Au niveau chromosomique :
  • Autosome : chromosome non sexuel, qui appartient à l'une des 23 premières paires.
  • Gonosome : chromosome sexuel, X ou Y, dont la combinaison détermine le sexe féminin (XX) ou masculin (XY) de l'individu.
  • Chromosomes homologues : autosomes qui présentent les mêmes gènes, et appartiennent donc à la même paire.
Au niveau génétique :
  • Locus : localisation précise d'un gène sur un chromosome ; un gène donné se situe toujours sur le même locus du même chromosome.
  • Allèles : variantes d'un même gène, porté par deux chromosomes homologues.
  • Allèle morbide : allèle responsable d'une pathologie ;
  • Homozygote : se dit d'un individu dont les deux allèles d'un même gène sont identiques.
  • Hétérozygote : se dit d'un individu dont les deux allèles d'un même gène sont différents.
  • Génotype : ensemble des allèles d'un même gène ; ensemble des allèles portés par un individu.
  • Phénotype : ensemble des caractères présents chez un individu, qui résulte du génotype.
  • Allèle dominant : allèle qui donne le phénotype, et qui empêche l'allèle récessif de s'exprimer chez l'individu hétérozygote ;
  • Allèle récessif : allèle qui ne s'exprime (et donne le phénotype) que chez l'individu homozygote.
  • Allèles codominants : allèles qui s'expriment ensemble chez l'individu hétérozygote, et qui donnent un phénotype intermédiaire par rapport au phénotype donné par chaque allèle.
Par convention :
  • Le phénotype s'exprime entre crochets : [sain], [malade] par exemple.

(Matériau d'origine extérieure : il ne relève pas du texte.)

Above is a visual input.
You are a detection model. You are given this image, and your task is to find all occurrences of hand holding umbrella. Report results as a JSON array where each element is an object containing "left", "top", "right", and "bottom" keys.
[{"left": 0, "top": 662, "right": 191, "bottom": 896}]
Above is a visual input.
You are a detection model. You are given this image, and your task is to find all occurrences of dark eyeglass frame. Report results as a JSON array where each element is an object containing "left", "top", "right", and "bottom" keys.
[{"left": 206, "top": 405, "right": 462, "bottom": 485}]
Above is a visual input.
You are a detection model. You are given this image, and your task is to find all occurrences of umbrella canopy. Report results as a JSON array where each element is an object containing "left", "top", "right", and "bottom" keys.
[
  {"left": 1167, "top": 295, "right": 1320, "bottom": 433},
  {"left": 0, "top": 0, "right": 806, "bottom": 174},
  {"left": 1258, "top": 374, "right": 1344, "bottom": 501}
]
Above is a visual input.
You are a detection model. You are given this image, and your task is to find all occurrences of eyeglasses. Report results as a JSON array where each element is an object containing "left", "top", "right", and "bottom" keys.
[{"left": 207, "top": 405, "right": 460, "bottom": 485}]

  • Le génotype s'exprime en donnant chaque allèle, séparés par une double barre : S//S, m//m par exemple.
  • Un allèle dominant ou codominant sera noté en majuscule.
  • Un allèle récessif sera noté en minuscule.

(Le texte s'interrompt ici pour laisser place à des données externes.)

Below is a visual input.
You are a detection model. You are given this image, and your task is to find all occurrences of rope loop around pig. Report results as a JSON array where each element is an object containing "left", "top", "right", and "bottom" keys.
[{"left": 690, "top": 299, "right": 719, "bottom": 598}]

2. Comment un phénotype donné peut-il résulter de l'expression de génotypes différents ?
• Le phénotype correspond à la présence du polypeptide produit par la cellule à partir du message génétique porté par le ou les allèle(s) du gène concerné. Il est analysé sur un arbre généalogique, sur lequel les carrés correspondent à des individus de sexe masculin, des cercles à des individus de sexe féminin, des losanges à des individus de sexe inconnu (enfant à venir, etc.). Les lignes horizontales relient des individus de même génération (fratrie, conjoints, etc.), les lignes verticales relient les individus à leurs ascendants et descendants.
• L'exemple de la transmission des groupes sanguins permet de comprendre comment on analyse un arbre généalogique, et les informations que l'on peut en tirer. L'arbre ci-dessous représente une famille dans laquelle les quatre groupes : A, B, AB et O sont présents. On recherche le génotype de chaque individu.
L'hérédité humaine - illustration 1
• On sait que les allèles A et B sont codominants entre eux, et dominants vis-à-vis de l'allèle O, qui est donc récessif. On peut donc classer les génotypes possibles en fonction des phénotypes obtenus.
Phénotypes
Génotypes
[A]
A//A, A//o
[B]
B//B, B//o
[AB]
A//B
[O]
o//o

• On voit que les phénotypes des groupes sanguins [A] et [B] peuvent résulter de deux génotypes différents : les individus hétérozygotes ne produiront que le polypeptide de l'allèle dominant. Les deux autres phénotypes ne peuvent résulter que d'un seul génotype. Les individus de groupe sanguin [AB] produisent les deux polypeptides A et B. Les individus de groupe sanguin [O] ne produiront ici aucun polypeptide (O signifie ici zéro, pour absence de polypeptide).
Analyse de l'arbre généalogique ci-dessus
  • Comme l'allèle O est récessif et ne s'exprime qu'à l'état homozygote, le génotype de l'individu n°6 de phénotype [O] est o//o ; on en conclut que ses deux parents  n°1 et n°2 possèdent au moins un allèle o.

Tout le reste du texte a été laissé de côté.